Fabio Motta/Estadão
Fabio Motta/Estadão

Rio de Janeiro tem manifestações a favor e contra Bolsonaro

Alguns partidos políticos estiveram presentes no ato contra Bolsonaro; na manifestação pró Bolsonaro, "minorias" demonstraram apoio ao candidato do PSL

Marcio Dolzan e Vinicius Neder, O Estado de S.Paulo

29 de setembro de 2018 | 21h32

RIO - Manifestantes contrários ao candidato do PSL à Presidência nas eleições 2018, Jair Bolsonaro, lotaram a praça da Cinelândia e marcharam, na tarde e noite deste sábado, 29, até a Praça XV, no Centro do Rio. Lá, os ativistas se reuniram em torno de um palco por volta das 18 horas. O protesto foi convocado, em várias cidades do País e também no exterior, pelas redes sociais. O ato carioca também teve militantes de partidos políticos, com camisetas e símbolos das agremiações. 

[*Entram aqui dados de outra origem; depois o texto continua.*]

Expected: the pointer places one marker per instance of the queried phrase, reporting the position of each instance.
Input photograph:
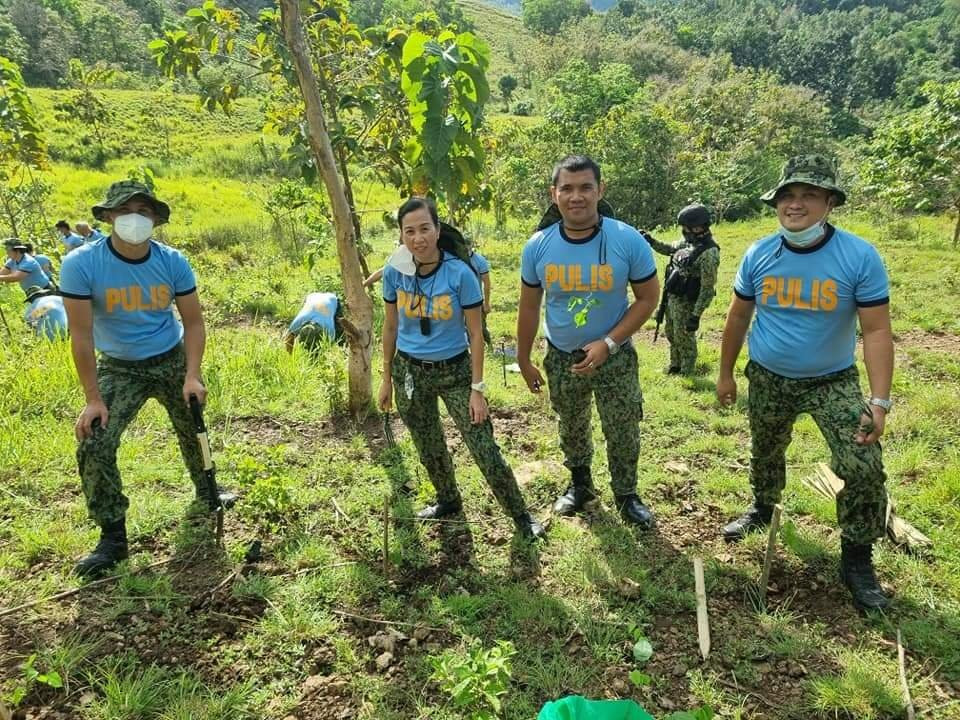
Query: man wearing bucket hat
(809, 283)
(21, 267)
(119, 296)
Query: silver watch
(886, 404)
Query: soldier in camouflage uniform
(690, 285)
(119, 296)
(582, 263)
(808, 284)
(431, 296)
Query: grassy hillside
(505, 34)
(305, 632)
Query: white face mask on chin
(808, 237)
(402, 260)
(133, 228)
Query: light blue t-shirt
(807, 300)
(442, 296)
(480, 263)
(132, 299)
(585, 281)
(318, 308)
(71, 241)
(35, 275)
(44, 262)
(47, 317)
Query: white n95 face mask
(133, 228)
(402, 261)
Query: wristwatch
(882, 403)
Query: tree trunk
(358, 315)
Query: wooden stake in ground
(825, 482)
(771, 546)
(386, 535)
(904, 686)
(703, 622)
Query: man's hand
(726, 390)
(385, 396)
(93, 412)
(194, 386)
(597, 354)
(871, 428)
(478, 407)
(531, 376)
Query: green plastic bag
(574, 707)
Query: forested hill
(853, 53)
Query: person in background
(318, 320)
(88, 233)
(71, 241)
(22, 267)
(45, 314)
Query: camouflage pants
(420, 413)
(683, 342)
(836, 403)
(125, 386)
(616, 386)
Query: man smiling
(119, 296)
(583, 265)
(808, 284)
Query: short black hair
(418, 203)
(575, 163)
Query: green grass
(143, 648)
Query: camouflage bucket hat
(816, 170)
(122, 191)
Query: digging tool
(388, 431)
(703, 620)
(503, 361)
(768, 557)
(4, 318)
(219, 501)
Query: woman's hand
(478, 407)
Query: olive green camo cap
(124, 190)
(816, 170)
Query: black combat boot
(529, 527)
(579, 492)
(111, 549)
(632, 510)
(756, 517)
(440, 510)
(856, 571)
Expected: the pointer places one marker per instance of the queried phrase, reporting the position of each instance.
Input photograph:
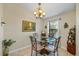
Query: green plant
(6, 44)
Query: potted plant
(6, 44)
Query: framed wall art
(28, 26)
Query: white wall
(1, 28)
(77, 29)
(70, 18)
(14, 14)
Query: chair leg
(31, 51)
(57, 52)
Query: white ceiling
(51, 9)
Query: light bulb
(34, 12)
(40, 11)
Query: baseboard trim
(19, 49)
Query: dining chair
(53, 48)
(34, 45)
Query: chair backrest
(57, 43)
(33, 42)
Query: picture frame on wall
(28, 26)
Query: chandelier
(38, 12)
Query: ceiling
(51, 9)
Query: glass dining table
(47, 45)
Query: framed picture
(28, 26)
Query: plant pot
(5, 51)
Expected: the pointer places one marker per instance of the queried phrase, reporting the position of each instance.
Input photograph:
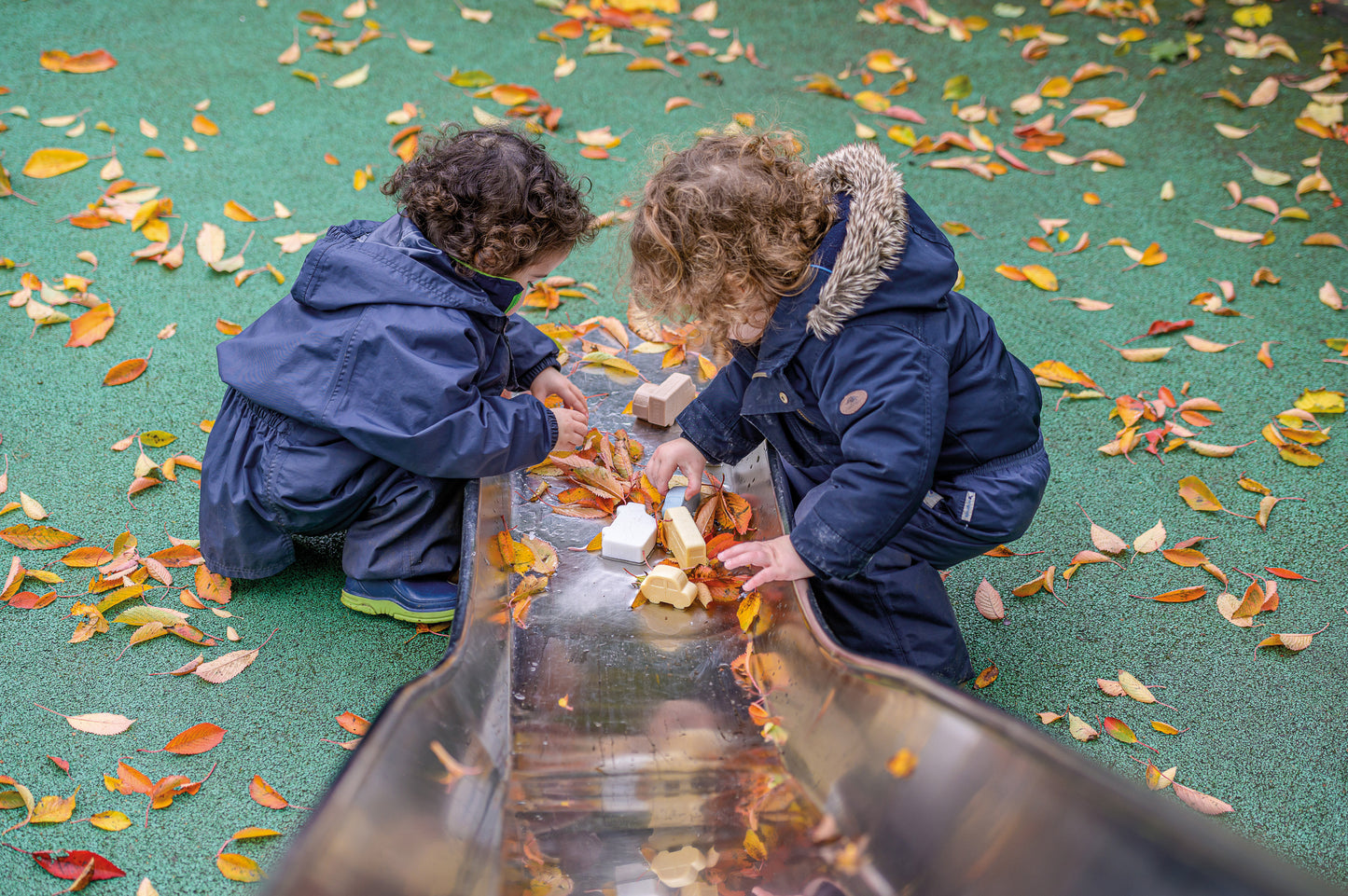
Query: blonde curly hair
(724, 229)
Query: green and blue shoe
(426, 599)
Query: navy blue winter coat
(878, 384)
(375, 384)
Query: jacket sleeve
(890, 447)
(409, 393)
(530, 352)
(714, 423)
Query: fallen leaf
(126, 372)
(94, 723)
(902, 763)
(1151, 539)
(50, 162)
(352, 78)
(264, 793)
(239, 868)
(73, 864)
(199, 738)
(111, 820)
(988, 602)
(1080, 729)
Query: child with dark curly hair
(366, 398)
(910, 434)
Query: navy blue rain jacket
(876, 381)
(363, 400)
(383, 342)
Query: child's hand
(572, 427)
(553, 381)
(777, 557)
(678, 454)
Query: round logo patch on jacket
(852, 402)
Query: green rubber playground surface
(1263, 726)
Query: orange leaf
(43, 538)
(126, 372)
(212, 586)
(50, 162)
(203, 126)
(264, 793)
(354, 724)
(236, 212)
(91, 324)
(199, 738)
(82, 63)
(87, 557)
(1180, 596)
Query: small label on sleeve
(852, 402)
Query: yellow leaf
(111, 820)
(49, 163)
(236, 212)
(754, 847)
(902, 763)
(239, 868)
(606, 360)
(1041, 276)
(354, 78)
(1151, 539)
(871, 102)
(203, 126)
(1256, 17)
(748, 609)
(1321, 402)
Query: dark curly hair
(724, 229)
(491, 199)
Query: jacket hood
(394, 263)
(888, 241)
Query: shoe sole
(375, 607)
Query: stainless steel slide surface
(654, 751)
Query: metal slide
(612, 751)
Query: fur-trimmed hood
(881, 224)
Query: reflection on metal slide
(615, 751)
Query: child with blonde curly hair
(364, 399)
(909, 433)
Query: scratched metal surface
(600, 736)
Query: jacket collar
(875, 236)
(503, 293)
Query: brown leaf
(264, 793)
(354, 724)
(126, 372)
(223, 669)
(199, 738)
(38, 538)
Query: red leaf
(126, 372)
(72, 865)
(199, 738)
(1282, 572)
(264, 793)
(1163, 326)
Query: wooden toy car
(667, 585)
(660, 405)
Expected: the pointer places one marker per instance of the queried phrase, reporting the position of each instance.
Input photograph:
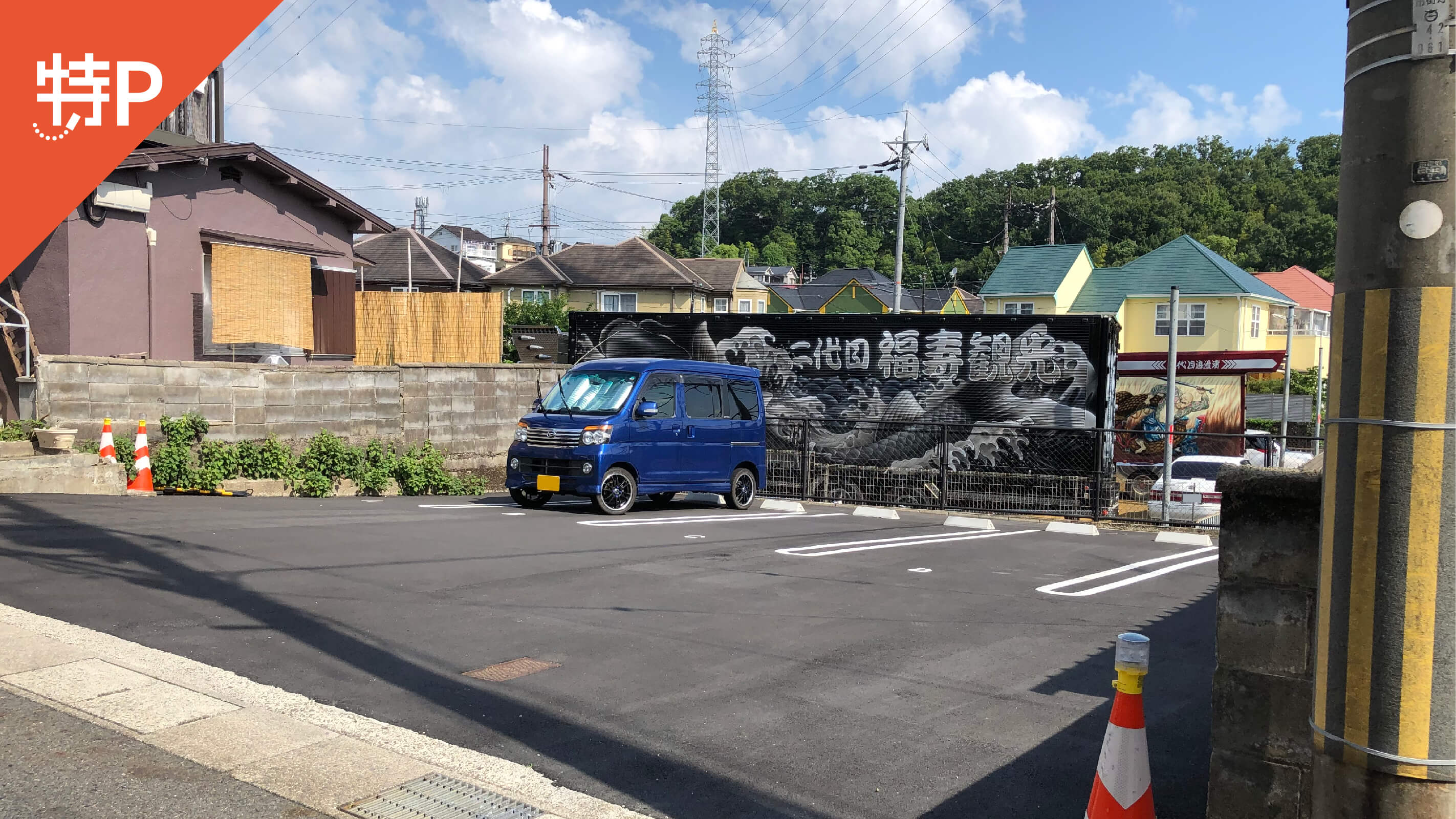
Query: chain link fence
(1014, 470)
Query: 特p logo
(86, 82)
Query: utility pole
(1385, 651)
(1171, 401)
(903, 145)
(1007, 224)
(1052, 235)
(545, 224)
(712, 101)
(1289, 360)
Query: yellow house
(629, 277)
(1221, 305)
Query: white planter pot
(56, 439)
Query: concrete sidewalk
(209, 737)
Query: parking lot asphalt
(712, 663)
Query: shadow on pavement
(671, 787)
(1055, 779)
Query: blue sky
(389, 100)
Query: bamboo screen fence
(261, 298)
(430, 328)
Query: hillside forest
(1264, 207)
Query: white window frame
(602, 302)
(1191, 315)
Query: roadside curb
(192, 710)
(1184, 538)
(969, 522)
(1068, 528)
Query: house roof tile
(426, 262)
(1303, 286)
(1186, 263)
(1036, 270)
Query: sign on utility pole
(1384, 716)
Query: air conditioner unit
(124, 197)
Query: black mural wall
(880, 386)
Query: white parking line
(495, 505)
(892, 543)
(705, 519)
(1053, 588)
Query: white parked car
(1263, 449)
(1193, 493)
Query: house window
(1190, 319)
(619, 302)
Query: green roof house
(1222, 307)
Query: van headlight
(595, 436)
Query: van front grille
(547, 436)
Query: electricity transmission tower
(712, 101)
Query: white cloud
(1167, 117)
(1272, 113)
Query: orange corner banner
(83, 82)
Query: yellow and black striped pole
(1385, 649)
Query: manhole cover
(512, 670)
(437, 796)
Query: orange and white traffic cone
(143, 480)
(108, 448)
(1123, 786)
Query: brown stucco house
(171, 221)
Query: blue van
(616, 429)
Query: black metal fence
(1014, 470)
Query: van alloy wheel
(742, 489)
(618, 491)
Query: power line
(880, 54)
(963, 33)
(261, 34)
(797, 31)
(824, 64)
(274, 40)
(299, 52)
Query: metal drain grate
(437, 796)
(512, 670)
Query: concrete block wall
(468, 410)
(1269, 579)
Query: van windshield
(590, 393)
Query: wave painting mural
(883, 388)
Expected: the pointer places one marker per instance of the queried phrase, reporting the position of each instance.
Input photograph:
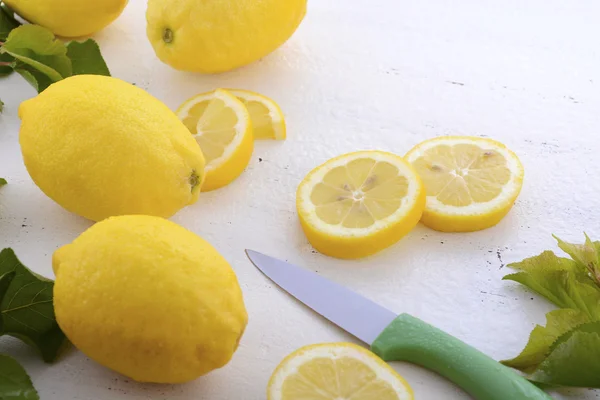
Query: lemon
(359, 203)
(215, 36)
(268, 121)
(222, 127)
(471, 182)
(99, 147)
(149, 299)
(336, 371)
(69, 18)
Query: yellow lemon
(149, 299)
(215, 36)
(222, 127)
(336, 371)
(99, 147)
(359, 203)
(471, 182)
(267, 118)
(69, 18)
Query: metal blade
(352, 312)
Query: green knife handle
(409, 339)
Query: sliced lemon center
(343, 378)
(463, 174)
(213, 123)
(261, 119)
(358, 194)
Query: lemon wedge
(359, 203)
(222, 127)
(337, 371)
(471, 182)
(267, 118)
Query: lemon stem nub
(168, 35)
(194, 180)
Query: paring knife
(400, 337)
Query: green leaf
(585, 255)
(6, 69)
(15, 384)
(86, 58)
(38, 80)
(7, 22)
(26, 308)
(37, 47)
(541, 340)
(560, 281)
(573, 360)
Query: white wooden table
(383, 74)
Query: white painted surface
(362, 75)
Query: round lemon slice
(337, 371)
(267, 119)
(471, 182)
(359, 203)
(222, 127)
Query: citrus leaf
(6, 67)
(37, 47)
(15, 384)
(560, 280)
(86, 58)
(542, 338)
(26, 308)
(38, 80)
(573, 361)
(7, 22)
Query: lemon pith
(267, 118)
(149, 299)
(336, 371)
(221, 125)
(471, 182)
(359, 203)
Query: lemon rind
(509, 191)
(317, 175)
(292, 362)
(241, 127)
(275, 112)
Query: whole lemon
(149, 299)
(99, 147)
(212, 36)
(69, 18)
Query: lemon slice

O público era variado. Havia bandeiras de legendas como PDT e PSTU, assim como material de campanha do candidato a presidente pelo PSB, Ciro Gomes, e do deputado federal Wadih Damous (PT-RJ). Muitos manifestantes demonstravam suas preferências eleitorais, com destaque para Fernando Haddad (PT), Ciro e candidatos ao Legislativo do PSOL.

As estudantes universitárias Gabriela Guimarães, de 26 anos, Rebeca e Raquel de Sá, de 20 e 23 anos, respectivamente, e Theodora França, de 25, disseram que foram ao protesto porque são militantes -- foram criadas em famílias "politizadas", afirmaram. O repúdio a Bolsonaro vai além das eleições, segundo Theodora.

"Alguém que olha para a maioria de nós e não consegue ver um ser humano completo não deveria nem ser candidato", disse a estudante, referindo-se a declarações do candidato do PSL consideradas ofensivas a mulheres, negros e homossexuais. Cada uma das estudantes vai votar em candidatos diferentes: Ciro, Haddad e Marina Silva (Rede).

Uma bandeira com a imagem da vereadora Marielle Franco (PSOL), assassinada em março, arrancou aplausos. Também havia manifestantes com camisetas de apoio ao ex-presidente Luiz Inácio Lula da Silva, preso e condenado pela Operação Lava Jato.

A militância política convivia com performances de arte, uma roda de capoeira improvisada e mulheres em pernas de pau. Representantes de religiões de matriz africana entoavam cânticos. "Ele é machista, ele é machista! Meu voto será feminista!", diz um dos gritos de ordem entoados de cima do carro de som, ao ritmo do funk "Din, din, din", da cantora Ludmila.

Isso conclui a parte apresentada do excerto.